The attack sprang from a page 1 Boston Sunday Globe story contending that Hayden had failed to prosecute a white transit police officer who, a year ago, was accused of menacing a Hispanic motorist with a gun.

The political hit — openly and effectively orchestrated by Hayden's opponent, Arroyo — charged that the DA was engaged in a cover-up of questionable police activity.

If that were as far as it went, one might chalk it up to a classic case of Boston political hard ball: someone drops a dime to the Globe, New England's largest paper publishes a blockbuster suggesting that the interim DA (appointed by Gov. Charlie Baker) was playing by old clubhouse rules and turning a blind eye to possible police abuse.
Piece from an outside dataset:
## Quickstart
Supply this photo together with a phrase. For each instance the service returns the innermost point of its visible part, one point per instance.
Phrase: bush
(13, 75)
For his part, Hayden says the police-abuse case is still open. He announced Wednesday afternoon that his office is opening grand jury investigation into the incident. But that appears to beg the question, why not earlier? The Transit Police want it prosecuted. The officer in question and his defense lawyer have, according to the Globe, contributed to Hayden's campaign — contributions he promised to return. And another transit officer resigned over the case. In what the Globe termed a "rebuke" to Hayden, the Transit Police Wednesday called for an independent investigation free from DA influence.

What gave Arroyo's charge traction was that it was endorsed by the eight elected office holders — all certified progressives — who, in effect, said that Hayden, a well-respected former prosecutor, and defense attorney, was unfit to serve as DA.

Cementing the slam against Hayden was Mayor Michelle Wu, Boston's progressive doyenne — who may not have called for Hayden to step down, but made it abundantly clear that Arroyo was her pick for DA.

Boston's progressive moment coalesced in 2018 when voters sent former Boston City Councilor Ayanna Pressley to Congress and elected Rachael Rollins DA. (It was Rollins' elevation to become U.S. Attorney for Massachusetts that created the opportunity for Baker to put Hayden in the DA seat.)

Rollins and Pressley are Black and progressive, and the core of their voters helped power Wu, an Asian-American woman, to the mayoralty — all offices typically held by white men.
Arroyo has clearly tapped into the core of that energy.

Two questions remain: 1) How will voters decide on primary day? 2) Who dropped the dime to the Globe?